Se o gerente de relações públicas de uma discoteca no sul de Tenerife foi condenado por agressão sexual. Tribunal de Recurso das Ilhas Canárias concordou em abrir uma parte privada para explicar a possível responsabilidade de seu advogado de defesa, quando constatou que o recurso apresentado ao Senado continha referências “palavras inventadas”.
A decisão consta de decisão que ratifica cabalmente a convicção deste tribunal quatro anos de prisão imposta pelo Tribunal Provincial de Santa Cruz de Tenerife contra um homem acusado abuso sexual infantil 17 anos em um shopping de Arona, Tenerife, na manhã do dia 15 de outubro de 2022.
A Câmara Cível e Criminal inclui o problema na análise do recurso interposto pela defensora. Num dos campos jurídicos, o juiz rejeita o argumento do advogado sobre a alegada contradição da história da vítima e descreve a construção do recurso como “Prática Voluntária Jurídica Pura”.
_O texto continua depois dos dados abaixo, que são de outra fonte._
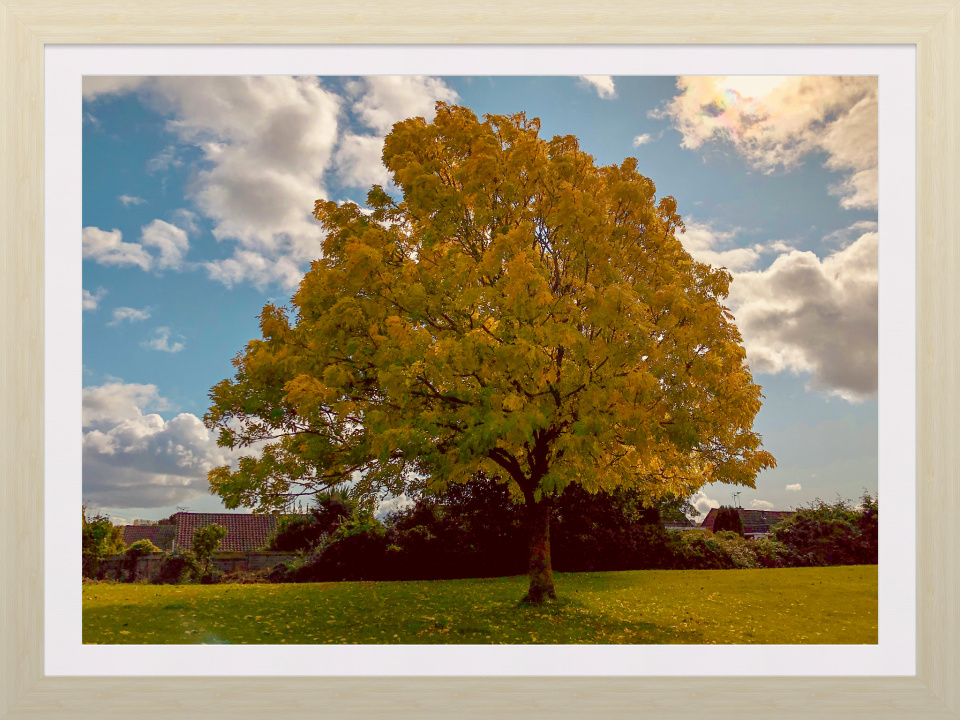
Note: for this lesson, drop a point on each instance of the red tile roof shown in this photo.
(245, 533)
(160, 535)
(755, 522)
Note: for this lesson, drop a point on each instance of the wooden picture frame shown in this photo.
(933, 26)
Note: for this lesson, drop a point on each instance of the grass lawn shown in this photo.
(796, 605)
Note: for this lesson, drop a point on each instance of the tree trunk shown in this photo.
(541, 569)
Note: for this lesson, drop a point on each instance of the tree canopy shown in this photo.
(520, 313)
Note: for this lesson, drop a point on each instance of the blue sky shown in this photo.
(197, 200)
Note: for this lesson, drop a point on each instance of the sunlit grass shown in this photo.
(797, 605)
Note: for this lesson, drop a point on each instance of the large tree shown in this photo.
(521, 313)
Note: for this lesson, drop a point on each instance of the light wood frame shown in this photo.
(933, 26)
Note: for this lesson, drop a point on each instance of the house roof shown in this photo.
(245, 533)
(755, 522)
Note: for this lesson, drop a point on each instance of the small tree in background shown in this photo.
(206, 541)
(100, 539)
(838, 533)
(728, 519)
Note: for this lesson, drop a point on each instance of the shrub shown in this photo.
(296, 533)
(698, 549)
(832, 534)
(356, 551)
(133, 553)
(244, 577)
(100, 538)
(178, 567)
(728, 519)
(206, 540)
(142, 547)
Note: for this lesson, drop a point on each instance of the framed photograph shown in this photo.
(899, 670)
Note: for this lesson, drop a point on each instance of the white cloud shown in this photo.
(161, 341)
(805, 315)
(266, 142)
(603, 84)
(381, 101)
(164, 160)
(116, 401)
(91, 300)
(394, 504)
(703, 503)
(108, 248)
(130, 314)
(170, 240)
(132, 457)
(776, 121)
(359, 161)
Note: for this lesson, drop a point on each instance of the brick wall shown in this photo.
(148, 566)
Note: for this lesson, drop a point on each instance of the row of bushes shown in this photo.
(477, 531)
(102, 539)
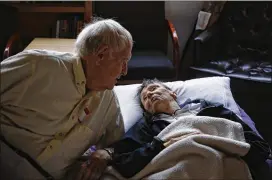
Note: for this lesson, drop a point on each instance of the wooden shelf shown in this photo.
(49, 8)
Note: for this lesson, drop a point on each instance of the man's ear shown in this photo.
(101, 51)
(174, 95)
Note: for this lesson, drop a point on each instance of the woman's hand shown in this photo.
(93, 168)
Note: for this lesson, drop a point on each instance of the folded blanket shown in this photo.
(207, 148)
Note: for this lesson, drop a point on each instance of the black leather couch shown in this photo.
(239, 46)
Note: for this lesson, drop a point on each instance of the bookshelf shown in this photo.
(50, 19)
Em seguida, acrescentaram que o texto apareceu “decorado com citações de frases inventadas”, afirmação que leva à abertura de um evento especial. considere a conduta profissional dos advogados.
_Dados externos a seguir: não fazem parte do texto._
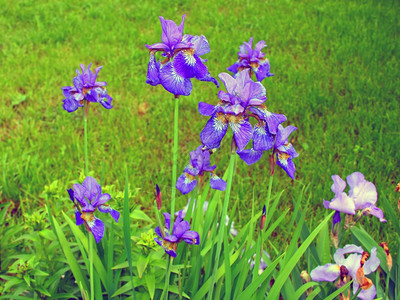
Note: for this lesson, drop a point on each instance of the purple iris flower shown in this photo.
(362, 197)
(252, 59)
(244, 98)
(199, 163)
(87, 198)
(349, 257)
(180, 232)
(181, 61)
(278, 140)
(85, 88)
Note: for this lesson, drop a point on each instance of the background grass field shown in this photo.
(336, 68)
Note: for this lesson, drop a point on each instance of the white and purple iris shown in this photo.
(180, 232)
(362, 197)
(347, 261)
(85, 88)
(181, 59)
(199, 163)
(87, 198)
(253, 60)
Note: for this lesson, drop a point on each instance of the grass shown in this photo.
(336, 66)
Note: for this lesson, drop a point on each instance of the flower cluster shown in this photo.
(362, 197)
(253, 60)
(350, 261)
(199, 163)
(85, 88)
(181, 61)
(244, 99)
(180, 232)
(87, 198)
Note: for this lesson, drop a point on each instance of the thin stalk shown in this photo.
(85, 118)
(222, 225)
(91, 266)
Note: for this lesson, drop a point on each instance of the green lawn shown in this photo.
(336, 68)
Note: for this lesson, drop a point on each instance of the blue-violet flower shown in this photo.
(181, 59)
(252, 59)
(199, 163)
(85, 88)
(87, 198)
(180, 232)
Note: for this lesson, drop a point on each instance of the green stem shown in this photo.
(85, 118)
(222, 225)
(91, 266)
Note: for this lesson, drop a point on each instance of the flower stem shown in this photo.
(85, 118)
(222, 225)
(174, 161)
(91, 266)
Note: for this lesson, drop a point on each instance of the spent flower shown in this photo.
(253, 60)
(180, 232)
(87, 198)
(181, 59)
(85, 88)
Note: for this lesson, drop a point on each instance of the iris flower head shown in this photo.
(181, 59)
(362, 197)
(87, 198)
(180, 232)
(85, 88)
(198, 165)
(253, 60)
(348, 258)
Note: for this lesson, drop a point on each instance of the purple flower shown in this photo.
(180, 232)
(284, 150)
(85, 88)
(347, 262)
(87, 198)
(199, 163)
(252, 59)
(362, 197)
(181, 59)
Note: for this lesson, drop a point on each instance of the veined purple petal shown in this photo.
(172, 34)
(242, 130)
(328, 272)
(338, 185)
(191, 237)
(214, 131)
(250, 156)
(70, 104)
(186, 183)
(107, 209)
(217, 183)
(262, 139)
(206, 109)
(173, 82)
(153, 71)
(285, 162)
(343, 204)
(189, 65)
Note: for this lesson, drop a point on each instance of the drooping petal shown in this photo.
(153, 71)
(191, 237)
(186, 183)
(343, 203)
(242, 130)
(262, 139)
(107, 209)
(189, 65)
(173, 82)
(328, 272)
(214, 131)
(338, 185)
(250, 156)
(217, 183)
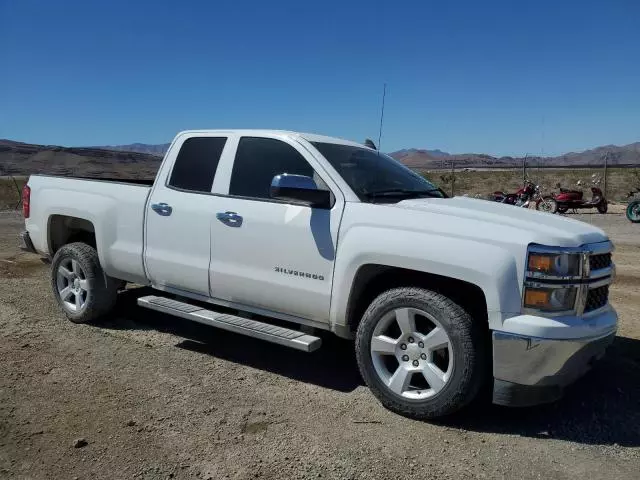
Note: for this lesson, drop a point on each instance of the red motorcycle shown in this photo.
(519, 198)
(574, 199)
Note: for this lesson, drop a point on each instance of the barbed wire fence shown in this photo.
(456, 176)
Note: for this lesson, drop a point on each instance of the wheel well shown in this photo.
(65, 229)
(371, 280)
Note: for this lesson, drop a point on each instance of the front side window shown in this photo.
(258, 160)
(196, 163)
(374, 176)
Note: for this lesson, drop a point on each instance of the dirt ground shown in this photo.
(157, 397)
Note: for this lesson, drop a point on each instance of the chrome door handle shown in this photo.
(162, 209)
(231, 219)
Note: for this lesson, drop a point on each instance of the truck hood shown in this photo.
(495, 221)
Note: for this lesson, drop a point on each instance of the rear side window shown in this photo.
(258, 160)
(196, 164)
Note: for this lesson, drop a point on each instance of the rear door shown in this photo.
(179, 215)
(268, 253)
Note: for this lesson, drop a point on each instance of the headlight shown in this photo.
(557, 265)
(550, 299)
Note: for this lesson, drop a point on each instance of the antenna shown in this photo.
(384, 94)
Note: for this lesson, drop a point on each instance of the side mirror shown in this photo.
(299, 188)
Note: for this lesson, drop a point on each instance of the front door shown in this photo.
(267, 253)
(179, 216)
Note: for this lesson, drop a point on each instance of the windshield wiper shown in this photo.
(400, 192)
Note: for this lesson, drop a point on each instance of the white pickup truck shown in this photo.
(277, 235)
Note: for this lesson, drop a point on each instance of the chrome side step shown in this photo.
(233, 323)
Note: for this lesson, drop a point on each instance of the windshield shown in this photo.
(373, 176)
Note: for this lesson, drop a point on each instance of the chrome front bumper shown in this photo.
(530, 370)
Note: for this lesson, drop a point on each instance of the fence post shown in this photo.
(604, 186)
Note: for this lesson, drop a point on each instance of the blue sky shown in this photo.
(484, 76)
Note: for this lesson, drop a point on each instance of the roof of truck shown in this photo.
(310, 137)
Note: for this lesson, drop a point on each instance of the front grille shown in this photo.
(602, 260)
(597, 298)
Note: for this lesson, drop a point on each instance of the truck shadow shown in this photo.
(332, 366)
(603, 408)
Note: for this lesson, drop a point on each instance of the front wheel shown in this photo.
(547, 204)
(79, 284)
(421, 354)
(633, 211)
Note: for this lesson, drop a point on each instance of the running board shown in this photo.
(233, 323)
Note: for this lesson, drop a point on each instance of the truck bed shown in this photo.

A decisão deixa claro que está sendo criada uma seção separada “para esclarecer as responsabilidades que os advogados podem ter”, sob a proteção do Artigo 247 da Lei Eleitoral e Artigo 552.º e cumprimento da Lei Orgânica da Justiça.
A referência à sentença inexistente consta de trecho da decisão onde o juiz analisa os motivos das acusações apresentadas pela defesa. O advogado questionou a credibilidade da vítima e confirmou que há contradições relacionadas às suas afirmações sobre a dinâmica do incidente, como sair do local ou alguns detalhes do ataque. O tribunal responde que as diferenças encontradas têm apenas um efeito acessório e não alteram a essência da história, que considera permanente e consistente desde o primeiro momento.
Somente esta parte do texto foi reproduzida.